Only two decisive games out of nine seems partly down to the time limit for the match, where the normal 30 seconds per move increment only applies from move 41. Additionally, there are just 30 minutes plus increment to complete the game. This has influenced the decision-making on both sides. In a match situation with few games left, it can seem more pragmatic to settle for half a point rather than risk overlooking a tactical finesse in a time scramble.
With just five classical games remaining, Ding in particular will be increasingly tempted to aim for speed tie-breaks, the format at which he beat Ian Nepomniachtchi in 2023 and also inflicted a rare defeat on Carlsen in the 2019 Sinquefield Cup. Gukesh has only two white classical games left to unleash an opening bomb, if he has one. Fide has ended the longstanding rule that the world championship loser is seeded to the next Candidates, so either Ding or Gukesh must start the next title qualifiers from scratch.
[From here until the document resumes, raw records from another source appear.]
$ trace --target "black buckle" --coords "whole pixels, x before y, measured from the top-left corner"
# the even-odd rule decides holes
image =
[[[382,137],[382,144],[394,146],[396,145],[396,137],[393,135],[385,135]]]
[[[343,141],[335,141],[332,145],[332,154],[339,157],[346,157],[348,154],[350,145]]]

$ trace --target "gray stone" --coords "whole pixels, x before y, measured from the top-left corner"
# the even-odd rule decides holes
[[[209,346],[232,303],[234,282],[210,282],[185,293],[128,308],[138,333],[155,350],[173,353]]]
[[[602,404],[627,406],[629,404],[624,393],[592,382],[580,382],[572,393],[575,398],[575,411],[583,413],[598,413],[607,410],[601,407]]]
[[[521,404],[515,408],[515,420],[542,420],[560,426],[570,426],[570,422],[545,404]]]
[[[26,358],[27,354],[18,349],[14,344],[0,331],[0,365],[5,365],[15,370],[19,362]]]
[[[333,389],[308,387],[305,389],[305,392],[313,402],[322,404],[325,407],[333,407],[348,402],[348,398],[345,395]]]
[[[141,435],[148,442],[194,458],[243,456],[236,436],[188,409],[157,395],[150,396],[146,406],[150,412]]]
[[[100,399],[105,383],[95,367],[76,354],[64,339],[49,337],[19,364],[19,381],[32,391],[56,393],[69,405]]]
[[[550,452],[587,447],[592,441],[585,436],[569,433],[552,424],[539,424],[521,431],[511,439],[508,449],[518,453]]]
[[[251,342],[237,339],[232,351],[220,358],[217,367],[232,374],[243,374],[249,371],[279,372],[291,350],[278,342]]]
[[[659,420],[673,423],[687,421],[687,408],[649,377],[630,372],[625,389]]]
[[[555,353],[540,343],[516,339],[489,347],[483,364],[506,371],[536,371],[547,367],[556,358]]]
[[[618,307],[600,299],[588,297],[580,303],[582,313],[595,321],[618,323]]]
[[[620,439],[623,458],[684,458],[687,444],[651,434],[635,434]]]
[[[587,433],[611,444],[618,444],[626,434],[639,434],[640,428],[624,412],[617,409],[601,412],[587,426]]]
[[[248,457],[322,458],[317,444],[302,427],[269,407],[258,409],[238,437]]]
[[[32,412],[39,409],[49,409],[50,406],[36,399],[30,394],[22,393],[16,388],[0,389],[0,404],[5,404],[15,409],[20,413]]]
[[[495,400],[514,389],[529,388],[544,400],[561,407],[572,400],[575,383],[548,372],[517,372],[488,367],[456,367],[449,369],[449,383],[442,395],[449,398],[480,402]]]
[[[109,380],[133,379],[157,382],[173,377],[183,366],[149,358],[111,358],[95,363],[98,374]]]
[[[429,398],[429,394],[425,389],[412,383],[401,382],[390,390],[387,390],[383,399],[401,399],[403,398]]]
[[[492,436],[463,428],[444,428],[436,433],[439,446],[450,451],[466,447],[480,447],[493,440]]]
Meanwhile, the battle for a place in the next Candidates, whose winner will challenge Ding or Gukesh in 2026, is already well under way. The US champion, Fabiano Caruana, who met Carlsen for the crown in 2018, and Arjun Erigaisi, India’s world No 4, are close rivals in the Fide Circuit of major 2024 tournaments, whose winner takes a qualifying spot.
Both are in action this week, Caruana at the St Louis Masters, where he leads on 5/6 by half a point, and Erigaisi at the Qatar Open, where he is on 2.5/3, half a point behind the leaders. If both finish first, the Candidates place will be decided by their respective performances at the World Rapid and Blitz on Wall Street, New York, at the end of December.
A graph posted on Reddit by user games-and-games based on analysis produced by the open-source Stockfish chess engine shows the missed chances in every world championship match since 1886. The methodology may be debatable, but the conclusions are broadly as expected, with major errors becoming fewer over the course of decades.
José Raúl Capablanca v Emanuel Lasker in 1921, where the Cuban won 4-0 with 10 draws and claimed he never had a losing position, was an outlier for its accuracy, while Mikhail Botvinnik v David Bronstein 1951 and even more Botvinnik v Mikhail Tal 1961 were more error-prone than other matches in that period.
Ding v Nepomniachtchi 2023 had more mistakes than other matches in the last decade, while analysis of the current series, claimed as the most accurate ever, stopped at game six, excluding the chaotic rollercoasters of games seven and eight.
3949 1 Rg6+! fxg6 (if Kh7 2 Qxf7+ Bg7 3 Qxg7 mate) 2 Qe6+! Kg7/h7 3 Qxg6 mate.